I must beg to differ with at least part of your argument: "looking well" is not new but old, even (to my ear) old-fashioned. Two minutes on Google Books gave me plenty of examples like these:

Godey's magazine, 1894: "The tiny overlapping sequins of jet trim a black silk skirt effectively, and the narrow braids look well on the cloth skirts, but trimming on crepon does not look well excepting on the waists."

Good Housekeeping magazine, 1888: "The potato should be cut into as perfect cubes as possible and quite small, large pieces and small all mixed together do not look well."

Ambrose Bierce, American journalist and language stickler, letter, 1904: "O never mind the reasons; some of them would not look well on paper."

I only checked 19th-c sources but I'd expect to find many earlier and some later ... unless you find them first!

Levi Montgomery said...

If I had to guess, I'd say it was a prescriptivist reaction to the misunderstanding that goes "'Look' is a verb; 'good' is an adjective; can't have an adjective modify a verb; must use an adverb; 'well' is an adverb."

I think this is an outgrowth of the belief that it is ungrammatical to answer "How are you?" with "I am good."

Presumably, if you ask these people to describe their height, they say "I am shortly."

mollymooly said...

To me it looks of a piece with "I feel badly about it", i.e. confusing a complement with a modifier.

Sarah said...

Jane Austen used the expression in this way, e.g."I have some notion of putting such a trimming as this to my white and silver poplin. Do you think it will look well?" (Emma)

Anonymous said...

It seems to be fairly common now, in some circles anyway, to compliment someone on their dress sense by telling them they look 'well good'.

A Mitton said...

Could another reason simply be hyper correction? The well/good prescription is well known (no pun intended) and people want to speak correctly, so they use well more than good, just like the somewhat recent "between you and I" as a hyper correction.

DC said...

Jan, Sarah: I didn't mean to exclude look well from my comment, when I talked about these locutions having a history. Thanks for the examples.

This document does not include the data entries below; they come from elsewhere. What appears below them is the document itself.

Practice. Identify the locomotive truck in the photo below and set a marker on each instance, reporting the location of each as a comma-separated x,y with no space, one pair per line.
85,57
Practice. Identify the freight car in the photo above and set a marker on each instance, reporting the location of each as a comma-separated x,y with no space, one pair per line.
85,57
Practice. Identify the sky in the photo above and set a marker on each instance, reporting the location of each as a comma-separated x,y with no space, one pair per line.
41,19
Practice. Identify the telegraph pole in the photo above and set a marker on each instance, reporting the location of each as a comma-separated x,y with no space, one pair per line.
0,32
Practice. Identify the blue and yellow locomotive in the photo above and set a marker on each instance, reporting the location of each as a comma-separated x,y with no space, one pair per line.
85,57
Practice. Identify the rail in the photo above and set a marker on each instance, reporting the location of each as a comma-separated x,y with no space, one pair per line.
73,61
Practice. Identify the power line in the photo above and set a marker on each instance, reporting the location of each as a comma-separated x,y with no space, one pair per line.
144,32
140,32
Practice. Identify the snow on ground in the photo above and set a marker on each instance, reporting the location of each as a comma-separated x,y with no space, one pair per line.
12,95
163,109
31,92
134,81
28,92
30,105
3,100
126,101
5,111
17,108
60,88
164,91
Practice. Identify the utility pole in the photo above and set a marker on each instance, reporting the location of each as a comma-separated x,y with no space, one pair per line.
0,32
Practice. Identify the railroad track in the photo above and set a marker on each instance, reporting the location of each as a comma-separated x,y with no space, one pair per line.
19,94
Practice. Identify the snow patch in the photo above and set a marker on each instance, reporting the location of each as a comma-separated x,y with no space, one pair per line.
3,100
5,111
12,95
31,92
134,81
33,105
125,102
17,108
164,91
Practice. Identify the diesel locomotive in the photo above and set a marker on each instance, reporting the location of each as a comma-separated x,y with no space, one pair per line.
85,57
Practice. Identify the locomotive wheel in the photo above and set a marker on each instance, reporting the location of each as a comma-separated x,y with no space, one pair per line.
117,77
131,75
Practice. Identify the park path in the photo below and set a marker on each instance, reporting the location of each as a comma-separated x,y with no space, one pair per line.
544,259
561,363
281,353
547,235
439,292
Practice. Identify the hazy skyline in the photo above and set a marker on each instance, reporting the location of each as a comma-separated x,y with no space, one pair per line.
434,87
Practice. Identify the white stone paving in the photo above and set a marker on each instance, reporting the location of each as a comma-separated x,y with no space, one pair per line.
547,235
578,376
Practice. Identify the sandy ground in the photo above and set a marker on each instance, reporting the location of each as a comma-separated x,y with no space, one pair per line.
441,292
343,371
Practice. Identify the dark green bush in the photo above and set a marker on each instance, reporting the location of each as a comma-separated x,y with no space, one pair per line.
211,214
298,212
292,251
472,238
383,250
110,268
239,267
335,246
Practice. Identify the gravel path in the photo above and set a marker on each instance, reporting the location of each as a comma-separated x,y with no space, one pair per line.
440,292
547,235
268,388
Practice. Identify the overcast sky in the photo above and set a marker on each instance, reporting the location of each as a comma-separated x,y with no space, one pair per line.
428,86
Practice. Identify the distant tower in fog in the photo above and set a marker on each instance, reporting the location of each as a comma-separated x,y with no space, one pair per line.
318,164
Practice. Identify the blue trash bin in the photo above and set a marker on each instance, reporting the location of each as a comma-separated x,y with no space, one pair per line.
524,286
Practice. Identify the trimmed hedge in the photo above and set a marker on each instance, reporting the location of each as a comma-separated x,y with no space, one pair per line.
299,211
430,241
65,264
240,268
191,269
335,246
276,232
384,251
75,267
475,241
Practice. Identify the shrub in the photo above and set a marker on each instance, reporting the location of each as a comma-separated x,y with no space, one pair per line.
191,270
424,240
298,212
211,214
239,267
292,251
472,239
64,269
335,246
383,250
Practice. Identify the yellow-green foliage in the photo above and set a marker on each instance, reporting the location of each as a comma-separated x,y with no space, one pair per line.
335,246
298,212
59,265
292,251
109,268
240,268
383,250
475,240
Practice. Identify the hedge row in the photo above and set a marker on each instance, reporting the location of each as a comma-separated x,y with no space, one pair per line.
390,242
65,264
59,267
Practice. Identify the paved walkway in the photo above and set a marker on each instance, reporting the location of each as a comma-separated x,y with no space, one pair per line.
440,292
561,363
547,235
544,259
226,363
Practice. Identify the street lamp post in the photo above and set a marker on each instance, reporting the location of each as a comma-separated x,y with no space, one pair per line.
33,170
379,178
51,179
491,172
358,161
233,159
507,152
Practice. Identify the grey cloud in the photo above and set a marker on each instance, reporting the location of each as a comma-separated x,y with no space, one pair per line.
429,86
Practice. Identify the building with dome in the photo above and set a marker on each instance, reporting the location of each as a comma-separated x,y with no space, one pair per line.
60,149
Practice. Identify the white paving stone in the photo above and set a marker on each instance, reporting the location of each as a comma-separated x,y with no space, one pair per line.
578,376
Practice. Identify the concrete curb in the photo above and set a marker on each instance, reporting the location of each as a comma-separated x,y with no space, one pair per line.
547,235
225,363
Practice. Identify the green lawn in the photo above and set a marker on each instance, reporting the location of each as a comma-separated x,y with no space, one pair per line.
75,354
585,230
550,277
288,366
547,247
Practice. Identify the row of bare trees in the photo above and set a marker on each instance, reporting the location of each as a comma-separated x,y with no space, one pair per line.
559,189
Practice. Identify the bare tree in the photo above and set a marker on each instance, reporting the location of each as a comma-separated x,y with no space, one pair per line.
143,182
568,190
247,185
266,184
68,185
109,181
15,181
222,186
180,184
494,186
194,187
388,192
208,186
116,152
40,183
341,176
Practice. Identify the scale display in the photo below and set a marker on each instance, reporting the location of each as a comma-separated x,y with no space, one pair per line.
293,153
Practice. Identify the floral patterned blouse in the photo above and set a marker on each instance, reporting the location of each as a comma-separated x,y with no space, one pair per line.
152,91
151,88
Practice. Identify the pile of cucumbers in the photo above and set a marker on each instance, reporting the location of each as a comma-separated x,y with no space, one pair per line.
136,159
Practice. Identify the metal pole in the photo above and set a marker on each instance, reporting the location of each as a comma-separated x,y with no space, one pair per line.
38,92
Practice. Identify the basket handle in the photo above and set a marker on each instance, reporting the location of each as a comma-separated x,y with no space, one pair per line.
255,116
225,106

And yes, if my hypothesis is right, this could be taken as a hypercorrection.

Bob Hale said...

That's going to cause an interesting complication in my (West Midlands) regional dialect. In these parts "looks well" usually means something like "looks ridiculous".
Certainly among older residents the phrases "'Er looks well" and "'E looks well" would not be taken as compliments.

Anonymous said...

If I understand my OED correctly the distinction between uninterested and disinterested is something that has developed relatively recently - earlier they were more or less interchangeable, either word being capable of bearing both meanings.

DC said...

Bob: hadn't come across that one. Interesting indeed!

Anonymous, whoever you are: there was overlap, yes, but this doesn't affect my point, which is that the semantic contrast, once it came to be insisted upon, is now viewed as a loss.

Jeremy Wheeler said...

'...where more formal usage requires go slowly...'

Not quite the way I'd have expected you to frame a reference to that distinction. Slow as an adverb is surely not an issue of formality? Perhaps this would interest you:

DC said...

Of course. Mark's posts are always interesting.

I wasn't intending to suggest that formality was the only factor, but it is certainly a factor which ought not to be discounted.

David Crosbie said...

I forget which British musician I heard explaining that in jazz circles they say

Yes, he plays well, but does he play good?

Mohammed UK said...

Thanks, Bob. That's new to me too.

I still think the understated "not bad" response covers everything!

Also, feel the "between you and I" hyper-correction, Allison. It seems to be cropping up more and more. Any insights?